O's rally after Hyde ejection, fall in 10

Hess optioned to Triple-A following loss

June 16th, 2019

BALTIMORE -- A few strides out of the Orioles’ dugout, frustration festered on the face of Brandon Hyde, the skipper’s irritation plain to see.

Hyde was livid. His anger, in one sense, directed at a lone target: home-plate umpire Tripp Gibson, who ejected Hyde after an interference call scratched a pivotal fourth-inning run off the board. In another sense, it was a culmination, boiling over at the end of a week spent on the wrong side of non-competitive games.

It was not 24 hours earlier that Hyde vented publicly how his team needed to play perfectly just to give themselves a chance. And for the better part of an afternoon they had, using crisp defense and a soundly executed Keon Broxton safety squeeze to pull into a tie with Boston in the bottom of the fourth. Or so it seemed. Gibson ruled Broxton’s running route illegal, too far inside the baseline, placing runners back on first and third and drawing a furious Hyde from the Baltimore bench.

“Everything he said is spot on,” Trey Mancini said. “We’re playing hard and everything, but there are some situations were not doing a good job -- mentally or physically -- of executing plays.”

Perhaps the message resonated, albeit briefly. With Hyde in the clubhouse, the Orioles later rallied in exactly the type of heads-up, hard-nose fashion their manager craves. It was only after allowed a homer to Marco Hernandez in the ninth and three runs in the 10th did the Orioles drop an 8-6 decision at Oriole Park, their fifth straight loss.

“I really liked the way we played today,” said Hyde, his words and tone both in stark contrast to a day prior. “A lot of good things happened in today’s game. It just didn’t end well.”

Givens’ fifth blown save in 11 tries brought an end to an especially trying stretch for the Orioles, and did much to overshadow the initial response to Hyde’s second ejection of the year: an inspired comeback. After squandering several scoring chances in the middle innings, a string of heady baserunning and clutch hitting pushed the Orioles ahead in the eighth. Jonathan Villar stole second, third and scored the tying run on a wild pitch before Stevie Wilkerson tripled, setting the stage for Hanser Alberto to punch a go-ahead single to center.

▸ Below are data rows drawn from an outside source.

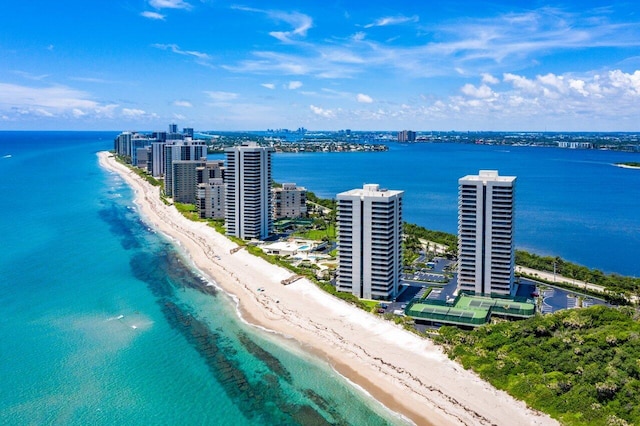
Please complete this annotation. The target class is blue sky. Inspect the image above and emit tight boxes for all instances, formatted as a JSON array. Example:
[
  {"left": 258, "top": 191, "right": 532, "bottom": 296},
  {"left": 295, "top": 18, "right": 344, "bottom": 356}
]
[{"left": 0, "top": 0, "right": 640, "bottom": 131}]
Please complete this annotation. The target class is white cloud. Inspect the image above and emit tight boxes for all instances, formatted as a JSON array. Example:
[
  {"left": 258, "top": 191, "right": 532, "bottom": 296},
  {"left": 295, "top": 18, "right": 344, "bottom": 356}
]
[
  {"left": 140, "top": 11, "right": 166, "bottom": 21},
  {"left": 149, "top": 0, "right": 191, "bottom": 9},
  {"left": 356, "top": 93, "right": 373, "bottom": 104},
  {"left": 122, "top": 108, "right": 147, "bottom": 118},
  {"left": 309, "top": 105, "right": 336, "bottom": 118},
  {"left": 152, "top": 43, "right": 211, "bottom": 60},
  {"left": 13, "top": 70, "right": 49, "bottom": 81},
  {"left": 205, "top": 91, "right": 238, "bottom": 102},
  {"left": 0, "top": 83, "right": 98, "bottom": 111},
  {"left": 364, "top": 15, "right": 420, "bottom": 28},
  {"left": 460, "top": 84, "right": 495, "bottom": 99},
  {"left": 232, "top": 6, "right": 313, "bottom": 43},
  {"left": 502, "top": 73, "right": 540, "bottom": 93},
  {"left": 482, "top": 73, "right": 500, "bottom": 84}
]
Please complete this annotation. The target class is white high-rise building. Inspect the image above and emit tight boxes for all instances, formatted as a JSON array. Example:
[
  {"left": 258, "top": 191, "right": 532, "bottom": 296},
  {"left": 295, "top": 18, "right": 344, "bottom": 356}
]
[
  {"left": 224, "top": 142, "right": 275, "bottom": 240},
  {"left": 336, "top": 184, "right": 404, "bottom": 300},
  {"left": 196, "top": 160, "right": 225, "bottom": 219},
  {"left": 273, "top": 183, "right": 307, "bottom": 219},
  {"left": 458, "top": 170, "right": 516, "bottom": 296},
  {"left": 164, "top": 141, "right": 207, "bottom": 198}
]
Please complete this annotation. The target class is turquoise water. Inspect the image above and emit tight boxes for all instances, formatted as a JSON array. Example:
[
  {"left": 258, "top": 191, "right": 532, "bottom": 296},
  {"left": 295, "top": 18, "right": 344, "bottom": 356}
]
[
  {"left": 0, "top": 132, "right": 640, "bottom": 425},
  {"left": 0, "top": 132, "right": 400, "bottom": 425}
]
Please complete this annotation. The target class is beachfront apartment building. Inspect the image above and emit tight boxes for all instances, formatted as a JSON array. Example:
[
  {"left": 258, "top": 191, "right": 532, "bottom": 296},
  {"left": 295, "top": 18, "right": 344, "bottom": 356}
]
[
  {"left": 458, "top": 170, "right": 516, "bottom": 296},
  {"left": 196, "top": 160, "right": 225, "bottom": 219},
  {"left": 336, "top": 184, "right": 404, "bottom": 300},
  {"left": 273, "top": 183, "right": 307, "bottom": 219},
  {"left": 164, "top": 140, "right": 207, "bottom": 198},
  {"left": 224, "top": 142, "right": 275, "bottom": 240}
]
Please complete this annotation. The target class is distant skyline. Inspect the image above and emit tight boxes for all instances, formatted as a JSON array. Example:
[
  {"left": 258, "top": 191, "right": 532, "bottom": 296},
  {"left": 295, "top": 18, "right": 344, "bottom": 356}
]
[{"left": 0, "top": 0, "right": 640, "bottom": 131}]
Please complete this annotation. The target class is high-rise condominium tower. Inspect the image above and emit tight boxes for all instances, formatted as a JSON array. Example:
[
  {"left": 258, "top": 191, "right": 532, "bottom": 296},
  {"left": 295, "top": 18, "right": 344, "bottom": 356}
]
[
  {"left": 224, "top": 142, "right": 275, "bottom": 240},
  {"left": 458, "top": 170, "right": 516, "bottom": 296},
  {"left": 336, "top": 184, "right": 404, "bottom": 300}
]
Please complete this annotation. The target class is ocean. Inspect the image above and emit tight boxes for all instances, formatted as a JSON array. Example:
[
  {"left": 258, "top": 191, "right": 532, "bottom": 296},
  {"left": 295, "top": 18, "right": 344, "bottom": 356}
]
[
  {"left": 273, "top": 143, "right": 640, "bottom": 276},
  {"left": 0, "top": 132, "right": 403, "bottom": 425},
  {"left": 0, "top": 132, "right": 640, "bottom": 425}
]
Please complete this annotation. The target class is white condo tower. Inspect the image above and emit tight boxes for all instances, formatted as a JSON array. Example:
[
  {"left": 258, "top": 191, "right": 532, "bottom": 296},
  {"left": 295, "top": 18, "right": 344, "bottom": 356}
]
[
  {"left": 224, "top": 142, "right": 275, "bottom": 240},
  {"left": 336, "top": 184, "right": 404, "bottom": 300},
  {"left": 458, "top": 170, "right": 516, "bottom": 296}
]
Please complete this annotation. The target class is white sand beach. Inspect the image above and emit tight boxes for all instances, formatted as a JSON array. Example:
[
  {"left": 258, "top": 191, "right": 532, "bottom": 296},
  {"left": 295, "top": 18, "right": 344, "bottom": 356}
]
[{"left": 99, "top": 152, "right": 558, "bottom": 426}]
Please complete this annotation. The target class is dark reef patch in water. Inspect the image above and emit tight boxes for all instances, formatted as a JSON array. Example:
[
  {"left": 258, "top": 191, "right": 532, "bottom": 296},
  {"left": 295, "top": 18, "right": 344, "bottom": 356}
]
[
  {"left": 98, "top": 203, "right": 142, "bottom": 250},
  {"left": 162, "top": 300, "right": 331, "bottom": 425}
]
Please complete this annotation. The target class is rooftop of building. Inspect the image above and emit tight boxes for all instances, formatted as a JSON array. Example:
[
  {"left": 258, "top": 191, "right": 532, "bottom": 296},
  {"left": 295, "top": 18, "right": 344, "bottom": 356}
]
[
  {"left": 338, "top": 183, "right": 404, "bottom": 198},
  {"left": 460, "top": 170, "right": 516, "bottom": 183},
  {"left": 405, "top": 293, "right": 535, "bottom": 327}
]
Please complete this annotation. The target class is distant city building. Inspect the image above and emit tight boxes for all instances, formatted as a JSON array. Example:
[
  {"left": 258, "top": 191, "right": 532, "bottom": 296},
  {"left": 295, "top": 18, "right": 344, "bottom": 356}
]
[
  {"left": 225, "top": 142, "right": 275, "bottom": 240},
  {"left": 273, "top": 183, "right": 307, "bottom": 219},
  {"left": 113, "top": 132, "right": 151, "bottom": 166},
  {"left": 196, "top": 160, "right": 225, "bottom": 219},
  {"left": 398, "top": 130, "right": 416, "bottom": 142},
  {"left": 336, "top": 184, "right": 404, "bottom": 300},
  {"left": 558, "top": 141, "right": 593, "bottom": 149},
  {"left": 458, "top": 170, "right": 516, "bottom": 296},
  {"left": 164, "top": 141, "right": 207, "bottom": 198},
  {"left": 151, "top": 132, "right": 167, "bottom": 142}
]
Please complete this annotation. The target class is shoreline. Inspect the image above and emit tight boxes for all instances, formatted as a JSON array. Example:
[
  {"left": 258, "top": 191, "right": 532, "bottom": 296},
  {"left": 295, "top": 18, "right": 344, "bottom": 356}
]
[
  {"left": 614, "top": 163, "right": 640, "bottom": 170},
  {"left": 98, "top": 151, "right": 558, "bottom": 426}
]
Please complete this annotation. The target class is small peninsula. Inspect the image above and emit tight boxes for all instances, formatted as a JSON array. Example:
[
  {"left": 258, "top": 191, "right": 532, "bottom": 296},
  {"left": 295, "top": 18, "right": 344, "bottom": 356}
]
[{"left": 615, "top": 161, "right": 640, "bottom": 169}]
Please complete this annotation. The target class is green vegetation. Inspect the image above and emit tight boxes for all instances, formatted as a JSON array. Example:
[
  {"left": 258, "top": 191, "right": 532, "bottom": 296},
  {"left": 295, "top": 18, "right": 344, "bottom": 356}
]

Wilkerson and Mancini homered to inch Baltimore closer again in the 10th, after Boston piled two runs on against in the top of the frame. Hess was optioned to Triple-A Norfolk late Saturday, ending the club’s former No. 4 starter’s demotion to the bullpen after just one outing.

Asked if the ejection and comeback were related, Hyde could not be sure.

“That wasn’t my intention,” Hyde said. “My intention was in the way it was handled. I let those guys know and they understood it. I thought it should have been called the right way.”

Hyde said his issue wasn’t with Gibson’s call itself, but the timing of it. He said Gibson should’ve ruled Broxton out before he appeared to beat Colten Brewer’s throw to first, prompting a rustling in the Orioles’ dugout.

Instead, Broxton was originally called out after pushing a bunt to the right side that would’ve scored Anthony Santander with the tying run, either way. But before they could challenge, Gibson conferred with his crew independently, and a different conclusion was drawn.

“I knew what was going on,” Hyde said. “For me, Tripp should have called runner interference right away. He didn’t. He let the play develop. That was what our discussion was about on the field. It’s just a really unfortunate play. … There wasn’t much Keon could do. It wasn’t anything we did wrong.”

Therein lies the crux for a manager who’s preached effort and fundamentals long before his team dropped five of six this week, the homestand defined by lopsided scores and sloppy play. They are now a MLB-worst 21-50, the sixth team in the Wild Card era to reach 50 losses in as few as 71 games. Sunday’s four-hour, 44-minute defeat figures to stand as one of the tougher ones.

“We competed, we played well, but at the end of the day, that’s a game we need to win,” Mancini said. “Good clubs win those games. Hopefully soon we do a better job of finishing games off or building better leads early in the game. There are a lot of things we can do to improve.”